Thirty minutes later, a blonde tornado whirled into the room. Lorenzo looked up with hope, but it was Ana, not Sofia.
“Y’all live like fucking pigs when there’s no one around to impress,” she snarled, sneering at the left-over takeout containers that littered the room.
I couldn’t take my eyes off her as she stood a few feet in front of the doorway, her hair a little wilder than usual, cheeks flushed, and taking deep breaths. I’d never seen her like this in public, and I shoved my chair back to go to her, damn the consequences of making our relationship public.
Her father was dead, so there was no reason to keep it a secret anymore.
She turned toward Nick, her eyes flashing, and I could see the pain in the set of her shoulders, the way she was holding herself together by a thread. “You killed my father,” she said simply.
“I did,” he answered. It was the right thing to do. He’d tormented my family for years, and now he could never do it again.
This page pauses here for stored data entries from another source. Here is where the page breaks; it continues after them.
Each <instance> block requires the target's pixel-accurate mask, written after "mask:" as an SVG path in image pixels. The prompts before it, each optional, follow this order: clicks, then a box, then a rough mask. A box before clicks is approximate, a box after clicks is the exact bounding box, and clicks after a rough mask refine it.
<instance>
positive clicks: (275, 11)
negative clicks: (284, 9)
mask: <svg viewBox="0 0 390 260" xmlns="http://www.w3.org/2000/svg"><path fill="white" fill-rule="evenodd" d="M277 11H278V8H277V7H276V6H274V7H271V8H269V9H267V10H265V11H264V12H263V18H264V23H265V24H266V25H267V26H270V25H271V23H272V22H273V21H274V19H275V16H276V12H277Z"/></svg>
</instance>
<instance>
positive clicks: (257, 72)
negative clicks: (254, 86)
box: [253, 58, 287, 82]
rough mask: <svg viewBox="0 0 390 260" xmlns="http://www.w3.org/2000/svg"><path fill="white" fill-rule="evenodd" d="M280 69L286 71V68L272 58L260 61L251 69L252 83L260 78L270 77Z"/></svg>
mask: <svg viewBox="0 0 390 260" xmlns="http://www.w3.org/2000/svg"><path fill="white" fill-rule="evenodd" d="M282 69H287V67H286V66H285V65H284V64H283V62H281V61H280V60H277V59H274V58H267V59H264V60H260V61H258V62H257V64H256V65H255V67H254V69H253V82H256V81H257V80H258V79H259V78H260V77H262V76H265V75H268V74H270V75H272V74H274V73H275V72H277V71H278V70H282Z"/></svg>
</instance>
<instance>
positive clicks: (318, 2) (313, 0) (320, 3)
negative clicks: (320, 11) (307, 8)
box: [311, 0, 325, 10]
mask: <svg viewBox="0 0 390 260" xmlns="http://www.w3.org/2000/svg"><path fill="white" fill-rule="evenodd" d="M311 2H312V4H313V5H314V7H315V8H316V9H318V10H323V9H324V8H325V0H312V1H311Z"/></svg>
But my heart ached for Ana, who’d lost her father.
“The Sicilian branch of the family is shipping me off to Europe,” she murmured.
My eyes shot to her, but she wouldn’t look at me, her gaze steady on Nick.
“When?” I asked.
When her eyes met mine, they were full of sorrow. “In a few hours.”
I stepped toward her, my heart in my throat, but she was already turning away. “Do you?—”
“Tell Sofia I love her,” Ana interrupted before I could ask if she wanted to go, if she wanted to stay, if she wanted to take my hand and run away, leaving the violence of our families and the chains that keep us apart behind. “Tell her?—”
She stared into my eyes, her expression softening and her eyes shining with unshed tears, and I wondered if she were trying to say something different, something to me. “Tell her I’ll see her again soon.”
“How soon?” I rasped, wishing I had the courage to say the unsaid out loud. I stepped toward her, and she held her hand up.